The proof of concept experiment in Fig. 6 shows that broadband multiplex CARS imaging with a simultaneous detection and separation of lipids/proteins and water has been realized. With the filters and beamsplitters used in this study, the spectral separation between the CH2 and OH vibration occurred at the position of 3100cm1. The CH2 detection channel (gray shaded background) is separated from the OH detection channel (hatched background) by a few wavenumbers only [see Fig. 6(b)]. This results in a possible detection of the OH side wing by the CH2 channel. Even though the normalized OH intensities correspond to one-fourth of the CH2 intensities, this crosstalk is not negligible at 3100cm1. In future, this crosstalk can be reduced by an appropriate filter assembly with a spectral separation close to 3000cm1.

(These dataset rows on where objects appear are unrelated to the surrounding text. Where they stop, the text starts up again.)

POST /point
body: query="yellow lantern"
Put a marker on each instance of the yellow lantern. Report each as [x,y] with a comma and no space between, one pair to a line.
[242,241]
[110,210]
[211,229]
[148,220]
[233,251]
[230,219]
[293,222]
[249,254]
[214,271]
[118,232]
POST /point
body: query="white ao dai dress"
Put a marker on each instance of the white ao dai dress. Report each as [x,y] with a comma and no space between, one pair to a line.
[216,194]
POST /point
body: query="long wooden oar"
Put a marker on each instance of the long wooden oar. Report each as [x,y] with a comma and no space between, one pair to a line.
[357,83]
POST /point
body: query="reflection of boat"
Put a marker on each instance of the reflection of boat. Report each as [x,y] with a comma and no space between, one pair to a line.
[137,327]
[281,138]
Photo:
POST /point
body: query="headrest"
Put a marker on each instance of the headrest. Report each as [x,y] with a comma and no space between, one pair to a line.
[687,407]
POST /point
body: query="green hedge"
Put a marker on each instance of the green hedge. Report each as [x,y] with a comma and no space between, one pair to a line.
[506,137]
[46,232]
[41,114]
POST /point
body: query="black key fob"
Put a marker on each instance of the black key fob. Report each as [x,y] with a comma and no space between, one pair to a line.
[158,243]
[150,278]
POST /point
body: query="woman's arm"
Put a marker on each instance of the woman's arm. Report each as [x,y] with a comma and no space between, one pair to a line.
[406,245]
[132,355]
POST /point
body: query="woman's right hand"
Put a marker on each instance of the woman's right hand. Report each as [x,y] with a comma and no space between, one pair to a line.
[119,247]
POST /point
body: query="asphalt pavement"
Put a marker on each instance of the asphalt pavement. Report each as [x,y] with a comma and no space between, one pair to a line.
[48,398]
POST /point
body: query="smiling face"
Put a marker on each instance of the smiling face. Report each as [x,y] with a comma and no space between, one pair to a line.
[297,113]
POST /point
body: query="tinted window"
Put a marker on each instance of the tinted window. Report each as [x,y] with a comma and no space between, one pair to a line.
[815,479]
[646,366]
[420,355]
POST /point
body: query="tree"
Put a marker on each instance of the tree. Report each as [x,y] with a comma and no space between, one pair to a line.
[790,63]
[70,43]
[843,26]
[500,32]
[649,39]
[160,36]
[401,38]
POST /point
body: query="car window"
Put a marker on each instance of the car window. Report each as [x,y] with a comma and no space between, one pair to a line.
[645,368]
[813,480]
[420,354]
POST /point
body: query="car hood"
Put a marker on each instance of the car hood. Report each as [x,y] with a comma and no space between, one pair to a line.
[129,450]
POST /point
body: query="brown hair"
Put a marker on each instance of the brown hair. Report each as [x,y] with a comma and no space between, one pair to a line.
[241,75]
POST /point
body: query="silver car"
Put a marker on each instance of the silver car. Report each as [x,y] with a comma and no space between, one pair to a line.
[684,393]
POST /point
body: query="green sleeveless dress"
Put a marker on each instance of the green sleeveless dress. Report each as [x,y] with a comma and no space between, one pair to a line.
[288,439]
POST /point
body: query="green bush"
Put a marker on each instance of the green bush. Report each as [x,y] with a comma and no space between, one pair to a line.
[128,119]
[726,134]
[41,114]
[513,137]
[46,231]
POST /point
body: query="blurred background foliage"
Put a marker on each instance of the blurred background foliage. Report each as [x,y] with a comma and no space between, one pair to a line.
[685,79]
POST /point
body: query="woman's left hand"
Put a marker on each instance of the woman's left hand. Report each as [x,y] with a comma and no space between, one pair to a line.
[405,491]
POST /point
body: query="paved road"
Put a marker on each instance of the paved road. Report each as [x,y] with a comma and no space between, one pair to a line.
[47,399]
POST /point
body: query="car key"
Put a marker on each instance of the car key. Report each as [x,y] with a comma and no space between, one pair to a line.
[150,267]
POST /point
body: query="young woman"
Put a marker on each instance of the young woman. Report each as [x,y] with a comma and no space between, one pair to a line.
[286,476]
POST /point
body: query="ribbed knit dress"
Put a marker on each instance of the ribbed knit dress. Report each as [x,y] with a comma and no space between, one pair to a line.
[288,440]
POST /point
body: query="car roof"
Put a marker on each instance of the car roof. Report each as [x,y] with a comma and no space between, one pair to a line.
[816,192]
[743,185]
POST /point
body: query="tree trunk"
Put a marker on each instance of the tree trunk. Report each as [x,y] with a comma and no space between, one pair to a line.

The CARS spectrum of water has a maximum at around 3250cm1 which is similar to the CARS spectrum published by Slepkov et al.23 To determine the spectral resolution of the system, a CARS spectrum of DMSO was recorded. It shows two clearly distinguished peaks at 2916cm1 and at about 3000cm1. However, the appearing spectral resolution is higher than the one expected from the CARS pump pulse spectral width (150cm1) which is due to the present chirp of the CARS pump and/or CARS Stokes pulse(s). In future, the chemical contrast of the presented M-CARS imaging approach might be enhanced by system adaption such as further spectral focusing which could be advantageous for separating lipid and protein signals.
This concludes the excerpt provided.